Morgan Stanley Partner Eyes Bank Charter
Zerohash, a digital asset infrastructure partner of Morgan Stanley, is seeking a national trust bank charter from the OCC. The move signals a major step toward deeply integrating crypto custody and settlement into the traditional finance ecosystem, potentially creating demand for new low-latency infrastructure to support regulated digital asset trading at scale.

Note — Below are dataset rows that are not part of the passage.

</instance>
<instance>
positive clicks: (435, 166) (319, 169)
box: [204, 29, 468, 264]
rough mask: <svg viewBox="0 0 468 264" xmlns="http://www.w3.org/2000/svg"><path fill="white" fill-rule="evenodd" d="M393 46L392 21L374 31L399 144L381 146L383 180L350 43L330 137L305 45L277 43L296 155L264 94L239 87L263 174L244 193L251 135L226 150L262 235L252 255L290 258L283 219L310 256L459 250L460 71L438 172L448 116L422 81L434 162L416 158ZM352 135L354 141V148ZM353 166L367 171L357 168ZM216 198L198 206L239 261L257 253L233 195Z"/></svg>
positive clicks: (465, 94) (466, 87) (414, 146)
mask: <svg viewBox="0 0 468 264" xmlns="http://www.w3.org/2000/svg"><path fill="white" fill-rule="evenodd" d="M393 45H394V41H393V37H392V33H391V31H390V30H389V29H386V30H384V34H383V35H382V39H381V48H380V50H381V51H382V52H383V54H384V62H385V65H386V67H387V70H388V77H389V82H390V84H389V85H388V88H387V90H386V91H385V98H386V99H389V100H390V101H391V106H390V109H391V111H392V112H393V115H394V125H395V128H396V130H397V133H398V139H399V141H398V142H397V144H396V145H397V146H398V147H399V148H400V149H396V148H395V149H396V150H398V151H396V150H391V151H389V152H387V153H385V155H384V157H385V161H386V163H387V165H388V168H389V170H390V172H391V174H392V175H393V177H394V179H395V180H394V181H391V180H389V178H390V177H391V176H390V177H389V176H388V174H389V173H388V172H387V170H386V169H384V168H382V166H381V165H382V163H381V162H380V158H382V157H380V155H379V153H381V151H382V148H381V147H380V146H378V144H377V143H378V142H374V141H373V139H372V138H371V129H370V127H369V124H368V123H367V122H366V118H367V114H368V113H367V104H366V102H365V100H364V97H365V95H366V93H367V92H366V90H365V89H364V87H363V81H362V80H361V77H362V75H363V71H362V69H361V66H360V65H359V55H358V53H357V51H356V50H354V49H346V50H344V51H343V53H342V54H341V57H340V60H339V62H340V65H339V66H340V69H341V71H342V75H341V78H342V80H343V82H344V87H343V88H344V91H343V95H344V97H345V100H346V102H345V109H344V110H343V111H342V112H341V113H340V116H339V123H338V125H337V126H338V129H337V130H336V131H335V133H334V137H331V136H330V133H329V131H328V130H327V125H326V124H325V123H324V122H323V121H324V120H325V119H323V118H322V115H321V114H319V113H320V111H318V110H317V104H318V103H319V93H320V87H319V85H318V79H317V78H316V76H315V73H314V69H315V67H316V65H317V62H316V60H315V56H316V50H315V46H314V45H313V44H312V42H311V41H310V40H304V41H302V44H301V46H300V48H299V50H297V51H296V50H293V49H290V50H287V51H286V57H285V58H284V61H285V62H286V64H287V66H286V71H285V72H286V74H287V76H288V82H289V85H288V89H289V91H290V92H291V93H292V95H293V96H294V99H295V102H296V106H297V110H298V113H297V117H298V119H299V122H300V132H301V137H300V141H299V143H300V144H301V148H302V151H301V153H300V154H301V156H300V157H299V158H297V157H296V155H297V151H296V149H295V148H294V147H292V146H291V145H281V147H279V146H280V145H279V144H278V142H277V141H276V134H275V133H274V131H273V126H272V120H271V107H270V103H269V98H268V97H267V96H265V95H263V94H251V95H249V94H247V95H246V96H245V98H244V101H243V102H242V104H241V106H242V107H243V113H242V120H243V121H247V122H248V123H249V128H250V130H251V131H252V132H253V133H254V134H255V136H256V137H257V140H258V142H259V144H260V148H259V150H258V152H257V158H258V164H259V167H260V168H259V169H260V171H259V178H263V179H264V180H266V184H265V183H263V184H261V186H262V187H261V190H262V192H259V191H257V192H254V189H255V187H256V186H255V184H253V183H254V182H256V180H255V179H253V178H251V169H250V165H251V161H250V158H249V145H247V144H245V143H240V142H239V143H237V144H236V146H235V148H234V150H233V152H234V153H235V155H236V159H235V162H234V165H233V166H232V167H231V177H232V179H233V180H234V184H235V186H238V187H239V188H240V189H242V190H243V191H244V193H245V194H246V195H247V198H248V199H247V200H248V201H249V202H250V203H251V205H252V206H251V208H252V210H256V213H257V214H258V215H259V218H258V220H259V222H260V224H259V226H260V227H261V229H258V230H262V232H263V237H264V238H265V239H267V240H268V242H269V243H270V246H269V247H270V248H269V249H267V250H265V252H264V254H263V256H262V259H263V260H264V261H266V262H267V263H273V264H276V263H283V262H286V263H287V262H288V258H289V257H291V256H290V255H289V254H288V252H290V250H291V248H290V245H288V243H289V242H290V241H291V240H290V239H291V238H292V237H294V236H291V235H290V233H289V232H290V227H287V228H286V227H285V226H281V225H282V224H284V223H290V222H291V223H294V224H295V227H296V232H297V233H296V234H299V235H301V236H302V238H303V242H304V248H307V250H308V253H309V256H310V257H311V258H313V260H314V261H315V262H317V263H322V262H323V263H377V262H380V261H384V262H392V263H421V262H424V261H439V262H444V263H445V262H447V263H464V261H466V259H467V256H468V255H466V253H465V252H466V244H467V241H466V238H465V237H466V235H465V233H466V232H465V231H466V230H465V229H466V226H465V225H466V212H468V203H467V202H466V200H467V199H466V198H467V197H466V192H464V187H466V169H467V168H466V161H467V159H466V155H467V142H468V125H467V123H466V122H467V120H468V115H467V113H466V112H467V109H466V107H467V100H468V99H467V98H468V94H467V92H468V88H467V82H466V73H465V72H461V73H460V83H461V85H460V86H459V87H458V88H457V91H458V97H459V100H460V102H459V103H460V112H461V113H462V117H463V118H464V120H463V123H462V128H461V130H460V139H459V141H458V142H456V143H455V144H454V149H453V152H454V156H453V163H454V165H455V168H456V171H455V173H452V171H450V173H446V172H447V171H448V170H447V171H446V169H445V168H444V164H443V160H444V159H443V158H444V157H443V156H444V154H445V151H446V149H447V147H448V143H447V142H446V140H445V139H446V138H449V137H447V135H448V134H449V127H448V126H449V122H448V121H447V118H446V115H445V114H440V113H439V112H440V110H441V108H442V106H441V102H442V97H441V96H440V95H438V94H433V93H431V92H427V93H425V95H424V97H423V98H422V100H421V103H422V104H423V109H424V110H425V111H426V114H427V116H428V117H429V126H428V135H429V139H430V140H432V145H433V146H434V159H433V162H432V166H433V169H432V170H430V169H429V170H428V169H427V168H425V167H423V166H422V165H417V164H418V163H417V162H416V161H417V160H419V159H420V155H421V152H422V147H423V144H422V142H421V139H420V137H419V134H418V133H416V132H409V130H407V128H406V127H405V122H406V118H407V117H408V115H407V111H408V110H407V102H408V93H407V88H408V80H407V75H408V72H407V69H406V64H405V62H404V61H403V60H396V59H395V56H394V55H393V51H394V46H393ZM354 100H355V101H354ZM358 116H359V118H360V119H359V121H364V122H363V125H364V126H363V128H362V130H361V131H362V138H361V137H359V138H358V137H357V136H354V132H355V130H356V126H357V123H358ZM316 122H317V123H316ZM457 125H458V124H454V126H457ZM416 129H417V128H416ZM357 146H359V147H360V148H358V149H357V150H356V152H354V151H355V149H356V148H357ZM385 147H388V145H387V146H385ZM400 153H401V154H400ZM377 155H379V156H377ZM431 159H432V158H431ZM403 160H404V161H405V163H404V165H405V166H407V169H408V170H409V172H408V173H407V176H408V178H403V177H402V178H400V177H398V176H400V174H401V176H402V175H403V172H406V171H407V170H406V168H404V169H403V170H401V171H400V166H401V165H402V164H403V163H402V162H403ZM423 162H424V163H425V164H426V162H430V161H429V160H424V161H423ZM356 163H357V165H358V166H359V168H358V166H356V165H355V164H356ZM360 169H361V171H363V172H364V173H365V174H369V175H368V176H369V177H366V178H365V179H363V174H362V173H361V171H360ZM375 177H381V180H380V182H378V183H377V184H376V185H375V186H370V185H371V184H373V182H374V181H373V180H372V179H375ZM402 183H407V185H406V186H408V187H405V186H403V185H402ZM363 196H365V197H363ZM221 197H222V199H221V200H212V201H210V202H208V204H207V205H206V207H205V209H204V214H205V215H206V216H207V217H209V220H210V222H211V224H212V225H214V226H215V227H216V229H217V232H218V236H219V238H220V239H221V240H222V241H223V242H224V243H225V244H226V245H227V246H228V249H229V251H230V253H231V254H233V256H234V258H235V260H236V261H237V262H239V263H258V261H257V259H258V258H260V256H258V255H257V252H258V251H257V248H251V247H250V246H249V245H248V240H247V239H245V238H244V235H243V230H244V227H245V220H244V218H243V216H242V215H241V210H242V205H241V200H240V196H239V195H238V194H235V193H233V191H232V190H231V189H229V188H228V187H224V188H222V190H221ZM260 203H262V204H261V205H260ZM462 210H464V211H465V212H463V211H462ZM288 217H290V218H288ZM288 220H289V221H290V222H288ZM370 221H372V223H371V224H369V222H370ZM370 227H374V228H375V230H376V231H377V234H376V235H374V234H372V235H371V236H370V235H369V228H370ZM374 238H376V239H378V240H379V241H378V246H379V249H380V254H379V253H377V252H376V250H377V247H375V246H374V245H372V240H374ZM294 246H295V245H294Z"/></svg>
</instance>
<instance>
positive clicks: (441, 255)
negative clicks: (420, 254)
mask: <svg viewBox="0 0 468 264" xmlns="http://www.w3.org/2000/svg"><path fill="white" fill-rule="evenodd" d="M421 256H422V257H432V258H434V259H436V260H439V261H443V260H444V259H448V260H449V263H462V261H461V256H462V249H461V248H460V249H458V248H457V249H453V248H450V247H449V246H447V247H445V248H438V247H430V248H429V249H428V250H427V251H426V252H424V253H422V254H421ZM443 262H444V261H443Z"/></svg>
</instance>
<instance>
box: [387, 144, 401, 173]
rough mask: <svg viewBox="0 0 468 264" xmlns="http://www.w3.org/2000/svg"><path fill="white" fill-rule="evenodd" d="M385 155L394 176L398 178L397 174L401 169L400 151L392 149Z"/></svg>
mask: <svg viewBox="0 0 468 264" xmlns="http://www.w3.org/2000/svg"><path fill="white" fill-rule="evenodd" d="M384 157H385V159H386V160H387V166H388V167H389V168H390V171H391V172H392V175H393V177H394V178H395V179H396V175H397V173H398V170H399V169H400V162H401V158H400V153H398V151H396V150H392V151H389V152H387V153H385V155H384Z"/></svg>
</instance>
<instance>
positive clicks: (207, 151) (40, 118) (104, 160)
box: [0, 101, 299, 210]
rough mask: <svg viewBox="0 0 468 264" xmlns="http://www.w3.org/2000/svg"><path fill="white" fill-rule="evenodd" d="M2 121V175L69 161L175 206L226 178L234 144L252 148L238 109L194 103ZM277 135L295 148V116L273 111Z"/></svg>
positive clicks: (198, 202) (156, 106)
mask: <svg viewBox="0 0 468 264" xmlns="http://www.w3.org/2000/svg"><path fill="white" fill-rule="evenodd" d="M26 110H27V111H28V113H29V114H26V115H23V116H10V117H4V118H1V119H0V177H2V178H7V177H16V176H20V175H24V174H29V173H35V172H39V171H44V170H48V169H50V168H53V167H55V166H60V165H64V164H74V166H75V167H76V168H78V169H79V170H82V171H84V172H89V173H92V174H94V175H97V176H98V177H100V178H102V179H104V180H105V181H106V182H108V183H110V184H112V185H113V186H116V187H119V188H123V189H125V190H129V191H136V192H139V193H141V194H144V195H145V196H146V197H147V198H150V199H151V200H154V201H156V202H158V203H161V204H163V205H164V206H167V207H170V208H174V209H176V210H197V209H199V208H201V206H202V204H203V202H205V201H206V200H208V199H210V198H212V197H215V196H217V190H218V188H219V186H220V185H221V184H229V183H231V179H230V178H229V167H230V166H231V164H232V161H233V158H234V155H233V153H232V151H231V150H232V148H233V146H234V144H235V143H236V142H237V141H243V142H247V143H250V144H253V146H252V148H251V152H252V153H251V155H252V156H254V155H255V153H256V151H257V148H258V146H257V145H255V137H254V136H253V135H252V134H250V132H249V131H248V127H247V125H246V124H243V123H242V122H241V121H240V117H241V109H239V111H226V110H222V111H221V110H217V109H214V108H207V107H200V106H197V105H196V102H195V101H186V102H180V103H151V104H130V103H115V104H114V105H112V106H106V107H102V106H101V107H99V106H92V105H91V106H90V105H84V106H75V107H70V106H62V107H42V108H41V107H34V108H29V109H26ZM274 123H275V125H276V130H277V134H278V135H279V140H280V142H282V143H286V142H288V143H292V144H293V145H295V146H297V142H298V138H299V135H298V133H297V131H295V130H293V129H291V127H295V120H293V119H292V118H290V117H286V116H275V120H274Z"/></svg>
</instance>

A national trust bank charter from the OCC would allow Zerohash to provide digital asset custody, staking, and stablecoin management under a single federal framework, replacing the complex patchwork of state-by-state money transmitter licenses. This move follows a similar application by Morgan Stanley itself for a "Morgan Stanley Digital Trust". Zerohash is part of a significant wave of crypto and fintech firms seeking federal charters. In late 2025 and early 2026, the OCC granted conditional approvals to major players like Circle, Ripple, Paxos, BitGo, and Fidelity Digital Assets, signaling a major regulatory shift. The partnership between Morgan Stanley and Zerohash is already established, aiming to launch crypto trading for E*Trade clients with assets like Bitcoin, Ether, and Solana. Jed Finn, Morgan Stanley's Head of Wealth Management, has stated that blockchain-based infrastructure is "here to stay." This deeper integration of regulated crypto settlement demands significant infrastructure modernization to handle institutional-grade speed and volume. The difference between profit and loss in these markets is often measured in nanoseconds, not milliseconds. To achieve this, firms are moving beyond traditional CPU-based systems, which are hampered by kernel-level processing delays. Kernel bypass techniques, using libraries like DPDK and OpenOnload, allow trading applications to interact directly with network hardware, drastically cutting latency. Field-Programmable Gate Arrays (FPGAs) represent the next frontier, moving trading logic directly into hardware. This approach eliminates software-induced delays entirely, achieving deterministic, nanosecond-level performance for market data processing and order execution. While this charter positions Zerohash for growth, it faces a competitive custody landscape with established players like Fireblocks, Coinbase Custody, and BitGo also vying for institutional clients. The OCC's push to grant these charters has not been without controversy. Banking trade groups have voiced strong opposition, raising concerns about the OCC's "unfettered discretion" and the potential risks of these new types of financial entities.